9ème jour neuvaine
9/ Vie mariale
Prière du jour
Seigneur Jésus, sur la Croix, juste avant de remettre ton âme à ton Père, tu nous a donné ta Mère pour qu'elle soit aussi la Mère de tes frères et de tes amis, notre Mère. Tu nous as donné, avec elle, un trésor de valeur infinie.
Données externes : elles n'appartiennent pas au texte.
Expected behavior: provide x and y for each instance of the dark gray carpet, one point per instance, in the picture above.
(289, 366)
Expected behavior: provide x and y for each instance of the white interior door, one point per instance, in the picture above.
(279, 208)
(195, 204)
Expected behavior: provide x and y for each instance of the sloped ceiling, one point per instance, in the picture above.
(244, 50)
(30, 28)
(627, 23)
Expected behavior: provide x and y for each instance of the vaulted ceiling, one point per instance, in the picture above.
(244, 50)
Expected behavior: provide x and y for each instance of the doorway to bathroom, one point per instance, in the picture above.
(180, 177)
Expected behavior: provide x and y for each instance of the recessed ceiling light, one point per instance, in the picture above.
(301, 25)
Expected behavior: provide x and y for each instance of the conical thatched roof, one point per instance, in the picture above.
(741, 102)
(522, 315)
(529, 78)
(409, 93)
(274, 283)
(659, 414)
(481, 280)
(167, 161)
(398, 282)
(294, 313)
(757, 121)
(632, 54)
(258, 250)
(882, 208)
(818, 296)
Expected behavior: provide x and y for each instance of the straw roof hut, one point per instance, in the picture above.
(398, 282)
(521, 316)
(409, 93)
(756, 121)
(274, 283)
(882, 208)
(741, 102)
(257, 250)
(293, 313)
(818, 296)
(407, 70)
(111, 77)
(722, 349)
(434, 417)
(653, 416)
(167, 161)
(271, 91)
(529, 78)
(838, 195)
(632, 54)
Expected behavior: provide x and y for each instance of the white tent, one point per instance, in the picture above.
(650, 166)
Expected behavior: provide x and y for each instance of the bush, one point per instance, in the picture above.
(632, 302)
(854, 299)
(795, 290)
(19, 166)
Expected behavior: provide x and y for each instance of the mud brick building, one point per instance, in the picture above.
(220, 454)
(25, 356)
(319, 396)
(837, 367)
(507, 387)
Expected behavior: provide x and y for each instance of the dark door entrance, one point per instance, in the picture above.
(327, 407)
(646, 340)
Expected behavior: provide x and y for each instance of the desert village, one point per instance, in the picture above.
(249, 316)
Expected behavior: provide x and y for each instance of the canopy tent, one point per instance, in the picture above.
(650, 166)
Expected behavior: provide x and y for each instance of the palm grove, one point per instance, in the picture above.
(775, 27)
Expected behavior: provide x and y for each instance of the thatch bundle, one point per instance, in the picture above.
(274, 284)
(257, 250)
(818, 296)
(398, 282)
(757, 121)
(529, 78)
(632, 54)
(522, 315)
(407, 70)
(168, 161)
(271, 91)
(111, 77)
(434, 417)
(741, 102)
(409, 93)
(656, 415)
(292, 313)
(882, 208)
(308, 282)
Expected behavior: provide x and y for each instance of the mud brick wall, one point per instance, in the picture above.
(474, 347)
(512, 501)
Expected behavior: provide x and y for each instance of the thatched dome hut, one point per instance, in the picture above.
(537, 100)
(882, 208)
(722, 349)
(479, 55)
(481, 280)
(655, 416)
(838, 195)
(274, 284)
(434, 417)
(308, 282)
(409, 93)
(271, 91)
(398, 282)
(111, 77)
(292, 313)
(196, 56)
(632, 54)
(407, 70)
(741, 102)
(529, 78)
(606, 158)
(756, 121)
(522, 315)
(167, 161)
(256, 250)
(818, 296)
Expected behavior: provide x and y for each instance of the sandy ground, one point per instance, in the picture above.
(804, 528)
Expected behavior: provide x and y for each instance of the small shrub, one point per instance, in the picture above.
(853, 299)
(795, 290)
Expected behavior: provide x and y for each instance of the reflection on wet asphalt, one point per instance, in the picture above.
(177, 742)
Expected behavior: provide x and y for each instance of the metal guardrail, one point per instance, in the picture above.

Thérèse avait dix ans quand elle fut guérie par ta très sainte Mère : « Elle m'a souri... » Et elle fut instantanément guérie d'une longue et grave maladie où elle souffrait de tremblements nerveux, de crises de frayeur et d'hallucinations. Par la suite, elle dira : « J'ai compris qu'elle veillait sur moi, que j'étais son enfant. » Accorde-moi Seigneur Jésus, cette même compréhension. Que ma vie, comme celle de Thérèse, devienne intimité de tous les instants avec ta très sainte Mère ; « Je ne lui cache rien, je lui dis tout. » Sur son lit de souffrance Thérèse confiait : « Je ne peux plus regarder la sainte Vierge sans pleurer. »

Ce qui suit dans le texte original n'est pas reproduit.